Li Yuan se volteó hacia Fu Jing, quien sostenía su brazo, y espetó —¿Qué estás haciendo?
Aprovechando el momento en que la atención de Li Yuan estaba en Fu Jing, Gu Dai le dio una patada en el abdomen.
Li Yuan, tomado por sorpresa, se tambaleó varios pasos hacia atrás, con una expresión maliciosa mientras se lanzaba hacia ella con los puños en alto.
Gu Dai se movió ágilmente tras él, agarrándolo y lanzándolo por encima de su hombro.
Li Yuan cayó al suelo, jadeando por aire.
Al ver una daga sobre la mesa, sus ojos brillaron y se arrastró hacia ella, solo para encontrar que le era arrebatada antes de que pudiera alcanzarla.
—Dámela —con los ojos apagados, Li Yuan miró a Fu Jing, quien ahora sostenía la daga.

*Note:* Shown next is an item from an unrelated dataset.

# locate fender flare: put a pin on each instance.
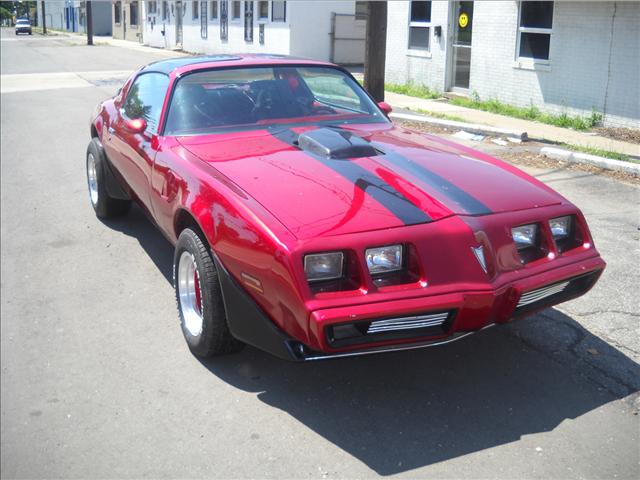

Fu Jing asintió y se acercó a él con la daga.
—Sabía que eras la más obediente.
Bien, dámela rápido —mientras los labios de Li Yuan se curvaban en una sonrisa satisfecha, dijo suavemente.
—¡No te dejaré ir!
—después de hablar, Li Yuan se volvió hacia Gu Dai con una fría amenaza.

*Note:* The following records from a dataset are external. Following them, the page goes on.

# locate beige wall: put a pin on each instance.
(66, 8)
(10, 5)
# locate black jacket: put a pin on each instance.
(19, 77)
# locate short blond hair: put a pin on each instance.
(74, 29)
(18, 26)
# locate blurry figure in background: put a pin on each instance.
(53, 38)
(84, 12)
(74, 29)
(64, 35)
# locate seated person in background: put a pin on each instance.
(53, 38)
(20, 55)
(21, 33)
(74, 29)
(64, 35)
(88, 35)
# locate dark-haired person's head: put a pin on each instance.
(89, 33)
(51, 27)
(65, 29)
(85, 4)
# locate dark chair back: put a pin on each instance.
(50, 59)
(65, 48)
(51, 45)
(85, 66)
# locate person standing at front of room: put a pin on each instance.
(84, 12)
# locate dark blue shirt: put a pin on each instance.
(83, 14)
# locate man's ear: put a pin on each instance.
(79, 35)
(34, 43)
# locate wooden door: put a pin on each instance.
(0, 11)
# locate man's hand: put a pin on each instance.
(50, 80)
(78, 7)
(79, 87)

Gu Dai permaneció impasible ante las amenazas de Li Yuan.
—Rápido, dámela daga —mientras Fu Jing se paraba frente a él, Li Yuan extendió su mano ansiosamente.
—Está bien —Fu Jing inclinó la cabeza, su mirada serena y profunda mientras respondía.
Ella le entregó la daga pero sostuvo su mano, impidiéndole moverse, y presionó la daga contra su cuello.
—¿Fu Jing, me estás traicionando?
—sintiendo el filo frío en su piel, Li Yuan no se atrevió a moverse, su voz teñida de veneno.
—Nunca quise verdaderamente ayudarte.
¿Cómo puede haber traición?
—Fu Jing se burló.
El rostro de Li Yuan se tornó completamente oscuro de rabia.
Ignorando la daga, trató de alcanzar su cuello.
A pesar de la atención concentrada de Fu Jing en Li Yuan, ella no podía igualar su fuerza.
Sintiendo que su agarre se apretaba alrededor de su cuello, comenzó a asfixiarse.
Gu Dai avanzó, tomando la daga de la mano de Fu Jing y apuñalándola en el cuello de Li Yuan.
Mientras Li Yuan sentía su sangre drenando rápidamente, el dolor lo abrumó.
Miró a Gu Dai con ojos inyectados de sangre, llenos de intenso odio.
—Está en tus manos ahora —Gu Dai se giró hacia Fu Jing y dijo simplemente.
Fu Jing asintió, tomando la daga de Gu Dai.
—¡Detente, detente!
¿Me oyes Fu Jing?
¡Te ordeno que te detengas!
—mientras Li Yuan sentía el punto de la daga perforar su piel, imploró con miedo.
—Solo he causado una herida superficial.
No he perforado tus vasos sanguíneos ni te he lanzado al calabozo de tortura que diseñaste, ¿y ya estás tan asustado?
—Fu Jing replicó fríamente, su mirada gélida mientras miraba hacia abajo a Li Yuan.